The Data Driven Library: 2008

A Great Recommender System
And a Fantastic Application of Collective Intelligence

BibTip is a signal example of the potential inherent in harnessing collective intelligence to serve the needs of the library. BibTip uses Andrew Ehrehberg's "Repeat Buying Theory" as a framework to statistically analyze user search behavior. Repeat Buying Theory is a highly successful and well-tested statistical framework to describe the regularity of repeat-buying behavior of consumers within a distinct period of time.

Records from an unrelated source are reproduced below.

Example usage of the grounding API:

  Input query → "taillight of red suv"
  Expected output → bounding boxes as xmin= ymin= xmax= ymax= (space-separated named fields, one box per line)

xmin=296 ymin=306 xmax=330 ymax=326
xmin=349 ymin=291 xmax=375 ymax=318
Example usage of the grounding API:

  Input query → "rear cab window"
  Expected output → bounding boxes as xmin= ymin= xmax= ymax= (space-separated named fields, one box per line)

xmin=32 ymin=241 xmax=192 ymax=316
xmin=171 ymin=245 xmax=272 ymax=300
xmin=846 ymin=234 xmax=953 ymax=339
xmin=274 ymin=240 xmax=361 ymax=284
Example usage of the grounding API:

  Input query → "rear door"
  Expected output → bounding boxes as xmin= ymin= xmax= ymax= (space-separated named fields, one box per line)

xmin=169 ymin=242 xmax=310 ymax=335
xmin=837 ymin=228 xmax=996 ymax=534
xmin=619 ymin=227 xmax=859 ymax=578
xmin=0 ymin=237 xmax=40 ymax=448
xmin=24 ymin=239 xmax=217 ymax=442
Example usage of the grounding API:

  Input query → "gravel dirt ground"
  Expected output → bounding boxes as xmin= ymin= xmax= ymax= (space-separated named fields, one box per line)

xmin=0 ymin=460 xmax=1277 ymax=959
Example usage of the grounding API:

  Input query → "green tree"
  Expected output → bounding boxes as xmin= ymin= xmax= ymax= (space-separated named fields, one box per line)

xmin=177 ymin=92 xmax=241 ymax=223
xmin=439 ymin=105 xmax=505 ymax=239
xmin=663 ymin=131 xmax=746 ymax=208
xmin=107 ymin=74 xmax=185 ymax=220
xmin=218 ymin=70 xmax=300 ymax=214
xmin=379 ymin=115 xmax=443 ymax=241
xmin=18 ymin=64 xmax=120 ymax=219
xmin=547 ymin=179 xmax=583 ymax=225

The developers of BibTip at Karlsruhe University in Germany very skillfully adapted Andrew Ehrenberg's Repeat Buying Theory to the session-based search behavior of library OPAC users. The key is that BibTip only records the inspection of the full details of an individual bib record selected from a larger list of search results. It does not "follow" the user. In this framework, clicking-on and reading the full details of a given record is viewed as an economic choice. That is, the choice of one record over all of the others in a given list is very similar to an individual's choice to purchase one thing over another during a given trip to the store. There is a real cost in time (e.g. an economic cost) for the user each time he/she selects and views a record. It can be assumed that the "search cost" to a user is high enough that he/she is willing only to view the details of a record which is truly of interest. Users, in effect, are self-selecting. That is, users with common interests will select the same documents, and, since recommendations are only provided to users from the full details view, we can surmise that recommendations are only offered to interested users.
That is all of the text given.